Se o aquecimento atingir os 3ºC até ao final do século, as inundações fluviais poderão atingir quase meio milhão de pessoas anualmente, atualmente estima-se que afetem 170.000 pessoas. Os danos poderiam sextuplicar, dos atuais 7,8 mil milhões de euros por ano, advertiu o líder da comissão de investigação.

Em 2002, as inundações ao longo dos principais rios da Europa Central - o Elba e o Danúbio mataram dezenas de pessoas, destruíram casas, e causaram prejuízos de milhares de milhões na Áustria, Alemanha, República Checa, Eslováquia, Polónia, Hungria, Roménia e Croácia. 

"As inundações fluviais concentrar-se-ão na Europa Central e do Norte e no Reino Unido e na Irlanda, enquanto que as do Sul assam", lê-se no estudo.

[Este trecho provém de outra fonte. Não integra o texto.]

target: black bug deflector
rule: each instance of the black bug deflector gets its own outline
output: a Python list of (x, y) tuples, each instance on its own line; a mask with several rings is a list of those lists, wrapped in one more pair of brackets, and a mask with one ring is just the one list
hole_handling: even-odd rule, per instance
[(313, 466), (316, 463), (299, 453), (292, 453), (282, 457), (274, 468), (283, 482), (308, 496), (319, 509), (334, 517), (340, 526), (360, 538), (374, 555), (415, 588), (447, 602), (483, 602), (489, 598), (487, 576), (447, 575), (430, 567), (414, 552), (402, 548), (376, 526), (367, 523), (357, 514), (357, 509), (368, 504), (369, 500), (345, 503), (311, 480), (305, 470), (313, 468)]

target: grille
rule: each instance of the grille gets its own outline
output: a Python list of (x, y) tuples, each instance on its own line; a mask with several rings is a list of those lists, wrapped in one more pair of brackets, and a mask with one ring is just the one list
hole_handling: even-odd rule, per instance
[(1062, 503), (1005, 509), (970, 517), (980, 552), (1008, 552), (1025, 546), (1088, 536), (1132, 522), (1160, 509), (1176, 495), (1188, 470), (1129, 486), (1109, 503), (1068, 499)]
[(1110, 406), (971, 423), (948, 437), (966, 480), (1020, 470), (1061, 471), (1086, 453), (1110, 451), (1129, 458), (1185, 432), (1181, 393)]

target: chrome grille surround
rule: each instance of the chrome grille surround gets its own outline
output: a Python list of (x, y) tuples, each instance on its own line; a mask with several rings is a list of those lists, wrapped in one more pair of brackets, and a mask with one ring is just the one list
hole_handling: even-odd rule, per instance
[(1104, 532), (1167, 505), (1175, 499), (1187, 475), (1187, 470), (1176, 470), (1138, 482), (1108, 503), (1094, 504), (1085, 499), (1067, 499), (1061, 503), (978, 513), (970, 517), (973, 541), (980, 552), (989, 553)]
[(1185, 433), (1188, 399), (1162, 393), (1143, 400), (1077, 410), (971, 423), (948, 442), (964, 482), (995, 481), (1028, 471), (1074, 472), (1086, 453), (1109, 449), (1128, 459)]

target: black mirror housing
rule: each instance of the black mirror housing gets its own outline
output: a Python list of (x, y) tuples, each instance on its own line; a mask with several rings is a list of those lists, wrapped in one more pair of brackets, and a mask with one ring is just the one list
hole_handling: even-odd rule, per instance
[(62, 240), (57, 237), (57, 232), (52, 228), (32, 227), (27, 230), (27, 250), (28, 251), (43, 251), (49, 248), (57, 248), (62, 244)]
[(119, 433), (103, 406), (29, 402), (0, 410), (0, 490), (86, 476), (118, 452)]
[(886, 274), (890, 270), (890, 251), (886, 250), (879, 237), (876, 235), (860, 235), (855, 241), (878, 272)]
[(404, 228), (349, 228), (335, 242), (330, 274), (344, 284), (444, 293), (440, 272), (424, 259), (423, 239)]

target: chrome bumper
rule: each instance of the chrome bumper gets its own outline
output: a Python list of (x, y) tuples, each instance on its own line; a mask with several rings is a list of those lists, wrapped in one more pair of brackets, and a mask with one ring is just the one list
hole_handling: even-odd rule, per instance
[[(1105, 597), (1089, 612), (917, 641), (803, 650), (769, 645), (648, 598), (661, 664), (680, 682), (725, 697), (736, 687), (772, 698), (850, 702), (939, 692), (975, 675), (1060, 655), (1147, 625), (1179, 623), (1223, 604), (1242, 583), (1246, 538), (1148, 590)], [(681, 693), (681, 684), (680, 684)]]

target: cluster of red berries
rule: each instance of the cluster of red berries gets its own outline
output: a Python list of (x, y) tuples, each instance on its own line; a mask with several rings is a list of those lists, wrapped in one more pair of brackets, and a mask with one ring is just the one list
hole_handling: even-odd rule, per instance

A chuva não é o único problema de água. A subida do nível do mar está também a aumentar os riscos de inundações extremas e permanentes ao longo das costas europeias - especialmente para as pessoas que vivem em cidades baixas da Holanda, Alemanha, Bélgica e alguns dos principais pontos turísticos do mundo ao longo da costa norte italiana. 

"Isso vai custar caro aos governos, mesmo que consigam reduzir as emissões e aumentar as defesas contra as inundações. Os danos causados pelas cheias costeiras poderão aumentar pelo menos 10 vezes até ao final do século", escreve o IPCC. 

No Mediterrâneo, o nível do mar poderia subir até 1,1 metros até 2100, dependendo de quanto o planeta aquece. Isto expõe 42 milhões de pessoas que vivem atualmente em zonas baixas, representando 37% da linha costeira. 

A Escandinávia sofrerá menos com a subida do nível do mar porque a sua massa terrestre ainda está a recuperar após ter sido coberta por pesadas camadas de gelo na última era glaciar. 

As inundações também põem em risco o património antigo da Europa. Ravena, uma vez que a capital do Império Romano Ocidental, Veneza, e 47 outros locais do Património Mundial da UNESCO encontram-se nas zonas de inundação do futuro.